If you got a penny for every time you shunned yourself for not remembering the happy thoughts because, after all, all you need are happy thoughts, I wonder how rich you will be. If I counted, I might not be a millionaire, but I would be more prosperous than my bank account tells me I am because if there is one thing I have mastered, it is the craving for a certain kind of sadness.
Misery indeed loves company because I find myself infecting my heart and my lungs with the failing reality of my shortcomings. I have managed to compose a story I tell myself that dances around the impossibilities. I must admit that I have asked the universe more times than I care to admit “why me,” and when that question becomes too heavy, I yell at myself in the mirror as if my reflection is the part of me that is failing me. Still, I remember to remember the happy thoughts and pick my smile up from my heavy chest and hope that the day comes with memories that are worth more than the drops of my tears. Some days I realize that I carry a sadness that reminds my heart that it is failing at doing the one thing that it should be good at doing. On these days, I ask my heart, “who is to say you are failing” and the answer is always the same. I am to say; I am the voice in my head that refused to be quiet; I am the sound of my victories and the strength that picks my heart up when we get hit by everything this world has to offer. I, not anyone else; I am the only one who can decide if my smile should change the world or if I should be kind to myself. I am the only one to say.

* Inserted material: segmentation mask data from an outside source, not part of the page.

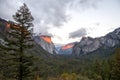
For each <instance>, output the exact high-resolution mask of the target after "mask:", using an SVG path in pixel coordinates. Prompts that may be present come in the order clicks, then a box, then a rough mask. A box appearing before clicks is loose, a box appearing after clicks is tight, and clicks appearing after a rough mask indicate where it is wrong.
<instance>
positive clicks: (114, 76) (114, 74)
mask: <svg viewBox="0 0 120 80" xmlns="http://www.w3.org/2000/svg"><path fill="white" fill-rule="evenodd" d="M112 79H113V80H120V48H117V49H116V53H115V61H114V63H113V66H112Z"/></svg>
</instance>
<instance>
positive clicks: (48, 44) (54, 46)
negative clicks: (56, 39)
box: [34, 35, 56, 54]
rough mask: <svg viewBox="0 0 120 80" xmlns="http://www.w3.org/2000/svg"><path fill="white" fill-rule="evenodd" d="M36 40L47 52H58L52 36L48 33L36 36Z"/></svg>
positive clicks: (43, 48)
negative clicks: (48, 33)
mask: <svg viewBox="0 0 120 80" xmlns="http://www.w3.org/2000/svg"><path fill="white" fill-rule="evenodd" d="M34 40H35V42H36V43H37V44H39V45H40V46H41V47H42V48H43V49H44V50H46V51H47V52H49V53H51V54H56V50H55V46H54V44H53V42H52V40H51V37H50V36H47V35H40V36H34Z"/></svg>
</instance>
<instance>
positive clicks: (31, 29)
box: [12, 4, 34, 80]
mask: <svg viewBox="0 0 120 80" xmlns="http://www.w3.org/2000/svg"><path fill="white" fill-rule="evenodd" d="M13 18H14V20H15V21H16V22H17V24H18V25H19V26H18V27H19V28H18V29H17V30H16V32H15V33H12V34H13V35H14V37H17V39H19V41H18V43H17V44H18V46H17V47H18V49H19V51H18V60H19V61H18V62H19V68H18V70H19V71H18V72H19V73H18V80H24V79H26V78H27V77H28V76H29V74H30V73H31V69H30V68H31V67H30V66H31V65H32V61H31V57H27V56H26V54H25V52H26V51H27V49H30V48H31V47H33V39H32V34H33V33H32V32H33V24H32V21H33V20H34V19H33V17H32V15H31V12H30V11H29V9H28V7H27V5H26V4H23V6H21V7H20V9H19V10H18V11H17V12H16V14H15V15H13Z"/></svg>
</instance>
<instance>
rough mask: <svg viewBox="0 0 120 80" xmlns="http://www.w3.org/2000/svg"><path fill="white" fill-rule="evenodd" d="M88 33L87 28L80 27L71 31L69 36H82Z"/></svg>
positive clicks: (74, 37) (72, 36) (69, 37)
mask: <svg viewBox="0 0 120 80" xmlns="http://www.w3.org/2000/svg"><path fill="white" fill-rule="evenodd" d="M86 34H87V32H86V29H84V28H81V29H79V30H77V31H74V32H72V33H69V38H80V37H82V36H84V35H86Z"/></svg>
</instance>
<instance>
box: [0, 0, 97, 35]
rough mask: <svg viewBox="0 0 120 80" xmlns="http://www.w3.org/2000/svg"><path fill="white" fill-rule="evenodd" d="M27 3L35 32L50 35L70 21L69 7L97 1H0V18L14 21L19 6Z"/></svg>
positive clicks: (82, 4) (78, 6) (38, 0)
mask: <svg viewBox="0 0 120 80" xmlns="http://www.w3.org/2000/svg"><path fill="white" fill-rule="evenodd" d="M96 1H98V0H96ZM22 3H26V4H27V5H28V8H29V9H30V11H31V13H32V15H33V17H34V19H35V20H34V26H35V30H34V31H35V32H37V33H46V34H49V33H48V30H49V28H51V27H60V26H62V25H63V24H64V23H65V22H67V21H68V18H69V16H68V15H67V14H66V10H67V9H68V8H69V7H72V8H76V5H77V6H78V7H80V8H81V6H82V8H84V7H85V6H92V5H93V3H94V4H96V2H95V0H0V17H1V18H5V19H8V20H9V19H10V20H12V15H13V14H15V12H16V11H17V9H19V6H21V5H22Z"/></svg>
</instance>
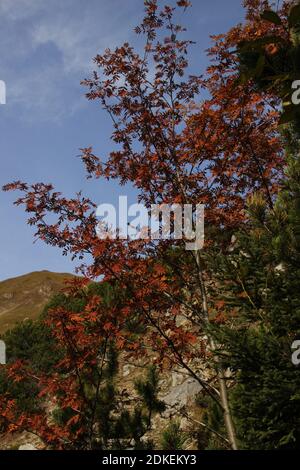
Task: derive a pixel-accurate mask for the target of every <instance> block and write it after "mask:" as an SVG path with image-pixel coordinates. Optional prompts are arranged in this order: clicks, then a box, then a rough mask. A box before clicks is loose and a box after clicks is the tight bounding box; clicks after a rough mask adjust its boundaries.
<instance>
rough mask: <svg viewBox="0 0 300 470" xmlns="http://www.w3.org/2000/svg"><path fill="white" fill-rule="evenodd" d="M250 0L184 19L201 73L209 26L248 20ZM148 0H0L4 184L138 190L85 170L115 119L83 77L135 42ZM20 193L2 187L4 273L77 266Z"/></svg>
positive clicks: (209, 31) (67, 191) (125, 193)
mask: <svg viewBox="0 0 300 470" xmlns="http://www.w3.org/2000/svg"><path fill="white" fill-rule="evenodd" d="M241 1H242V0H194V1H193V7H192V9H190V10H189V12H187V13H186V14H185V15H184V16H183V18H182V22H183V23H184V24H185V25H186V27H188V30H189V37H190V38H191V39H193V40H194V41H196V42H197V44H196V45H195V46H193V48H192V53H191V68H192V71H193V73H203V71H204V70H205V67H206V65H207V58H206V55H205V50H206V49H207V48H208V47H209V45H210V39H209V35H211V34H219V33H222V32H226V31H227V30H228V29H229V28H230V27H231V26H233V25H235V24H236V23H238V22H240V21H242V19H243V17H244V11H243V8H242V6H241ZM169 3H172V1H171V2H169ZM142 15H143V0H63V1H61V0H48V1H47V0H0V17H1V29H0V80H4V81H5V83H6V87H7V104H6V105H1V106H0V135H1V140H0V186H2V185H3V184H6V183H7V182H11V181H13V180H18V179H21V180H23V181H26V182H29V183H34V182H40V181H43V182H51V183H53V184H54V185H55V187H56V189H57V190H60V191H62V192H63V193H64V194H65V195H67V196H72V195H74V194H75V193H76V192H77V191H79V190H83V191H84V193H85V194H87V195H88V196H90V197H92V198H93V200H94V201H95V202H96V203H98V204H100V203H103V202H112V203H114V202H115V201H116V200H117V198H118V196H119V195H124V194H128V195H129V196H130V197H131V198H134V192H133V191H132V190H131V188H124V187H122V188H120V187H119V186H118V185H117V183H116V182H114V183H108V182H102V181H98V182H96V183H95V182H91V181H87V180H86V179H85V175H84V171H83V168H82V165H81V162H80V160H79V159H78V158H76V155H78V154H79V148H81V147H87V146H89V145H92V146H93V147H94V149H95V151H96V152H97V153H98V154H101V155H106V154H107V153H108V152H109V150H110V149H111V148H112V147H111V145H112V144H111V142H110V139H109V137H110V130H111V124H110V121H109V118H108V116H107V115H106V114H105V113H104V112H103V111H102V110H101V109H100V107H99V105H97V104H96V103H89V102H88V101H87V100H86V99H85V97H84V93H85V90H84V88H83V87H82V86H81V85H80V80H82V79H83V78H86V77H88V76H89V74H90V72H91V70H93V64H92V58H93V57H94V56H95V55H96V54H97V53H101V52H102V51H103V50H104V49H105V48H107V47H110V48H113V47H115V46H117V45H119V44H121V43H122V42H124V41H129V42H131V43H132V44H133V45H136V46H137V47H138V44H137V38H136V37H135V35H134V33H133V28H134V27H135V26H136V25H137V24H138V23H139V21H140V19H141V18H142ZM15 196H16V194H9V193H0V220H1V226H0V227H1V228H0V280H3V279H7V278H10V277H14V276H18V275H21V274H24V273H27V272H31V271H38V270H44V269H48V270H51V271H57V272H73V271H74V267H75V265H74V263H72V262H71V261H70V260H69V259H68V258H66V257H62V255H61V252H60V251H59V250H57V249H55V248H52V247H47V246H45V245H44V244H42V243H41V242H37V243H33V229H32V228H30V227H28V226H27V225H26V216H25V214H24V211H23V210H22V209H21V208H15V207H13V206H12V202H13V200H14V198H15Z"/></svg>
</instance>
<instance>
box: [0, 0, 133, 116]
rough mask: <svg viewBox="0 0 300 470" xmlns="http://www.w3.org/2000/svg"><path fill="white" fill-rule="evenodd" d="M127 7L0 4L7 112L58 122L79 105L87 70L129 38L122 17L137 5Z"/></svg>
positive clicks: (2, 47)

So, if I got a dollar for every time I let my heart go through the adventure of disappointment and reach the destination of strength, I might still not be rich, but maybe that is where I am failing. It could be I forget to be patient with my thoughts and with my heart. Perhaps I forget that the world is not perfect, so I would be a false dreamer if I thought I could be ideal. I guess I forget that as much as misery loves company, joy does too. So maybe all I need to do is invite us all to the party; sadness might have tips on how to communicate with my heart better, and laughter might remind my lungs that there is always light at the end of the tunnel, no matter how many tunnels we go through.